One of the biggest obstacles to kick-starting the alternative-energy industries is cash. Funding pays for research and development of new and more efficient products, which makes the industries more cost competitive with traditional power sources. Without the money, it’s a proverbial Catch-22. No one wants to pay for a product that is costly and uncompetitive, but without that initial investment, the products have a much harder time breaking through.
The solution is simple, and thankfully for the proponents of alternative-energy industries, holders of the purse strings in government and the private sector are prepared to pony up the needed funds.
In Florida, for example, millions of dollars have been set aside for investment in businesses helping to advance the use of alternative power. In September, a state-sponsored program announced investment opportunities for businesses involved in renewable-energy and energy-efficiency technology. Operating on an initial infusion of $36 million, the so-called Clean Energy Investment Program is now accepting applications from qualifying Florida businesses for investments in three primary areas.

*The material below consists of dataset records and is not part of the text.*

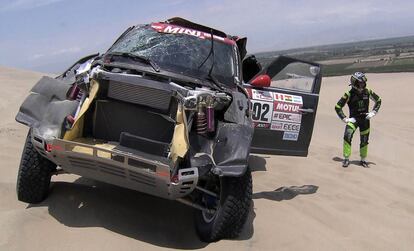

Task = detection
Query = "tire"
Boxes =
[195,169,252,242]
[16,131,56,204]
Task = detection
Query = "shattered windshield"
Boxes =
[108,26,235,86]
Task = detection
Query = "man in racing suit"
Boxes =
[335,72,381,167]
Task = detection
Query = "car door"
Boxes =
[244,56,322,156]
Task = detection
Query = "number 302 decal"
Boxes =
[252,100,273,123]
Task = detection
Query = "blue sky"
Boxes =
[0,0,414,72]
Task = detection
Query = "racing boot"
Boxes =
[359,159,369,168]
[342,159,349,167]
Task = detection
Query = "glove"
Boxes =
[365,111,377,120]
[342,118,356,124]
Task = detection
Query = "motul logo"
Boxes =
[276,102,300,113]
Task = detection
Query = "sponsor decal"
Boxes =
[253,122,270,129]
[283,123,300,132]
[252,100,273,123]
[274,101,302,113]
[270,122,300,132]
[252,89,273,101]
[283,132,299,141]
[270,122,283,131]
[273,92,303,105]
[272,112,302,123]
[151,23,235,44]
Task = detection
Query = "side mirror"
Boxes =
[250,74,271,87]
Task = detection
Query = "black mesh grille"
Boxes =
[108,81,172,111]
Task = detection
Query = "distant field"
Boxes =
[256,36,414,76]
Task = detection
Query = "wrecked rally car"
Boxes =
[16,18,321,242]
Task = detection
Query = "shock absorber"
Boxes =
[206,96,215,132]
[196,103,207,135]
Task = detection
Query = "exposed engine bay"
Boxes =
[16,55,253,198]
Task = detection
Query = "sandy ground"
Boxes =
[0,67,414,250]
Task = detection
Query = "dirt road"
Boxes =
[0,67,414,250]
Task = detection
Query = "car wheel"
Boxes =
[195,169,252,242]
[16,131,56,203]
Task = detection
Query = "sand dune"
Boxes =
[0,68,414,250]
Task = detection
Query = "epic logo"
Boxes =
[275,102,300,113]
[272,112,302,123]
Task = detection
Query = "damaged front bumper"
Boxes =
[32,136,199,199]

The first area covers facility and equipment improvements with energy-efficient and renewable-energy products. This includes upgrades, expansions, conversions or retrofits with renewable-energy or energy-efficient equipment or materials. The second area of investment focuses on the acquisition or demonstration of renewable--energy products, such as a business looking to acquire or upgrade a renewable-power system or a company seeking to demonstrate a new renewable--power or energy-efficient product. Third, businesses considering process improvements of existing production, manufacturing, assembly or distribution of operations to increase energy efficiency or reduce consumption will also be eligible for investments through the program.
The Florida Opportunity Fund, a state-sponsored effort, launched the Clean Energy Investment Program. The program received its initial funding from the Florida Energy and Climate Commission. The state also is looking to private investment to supplement those funds.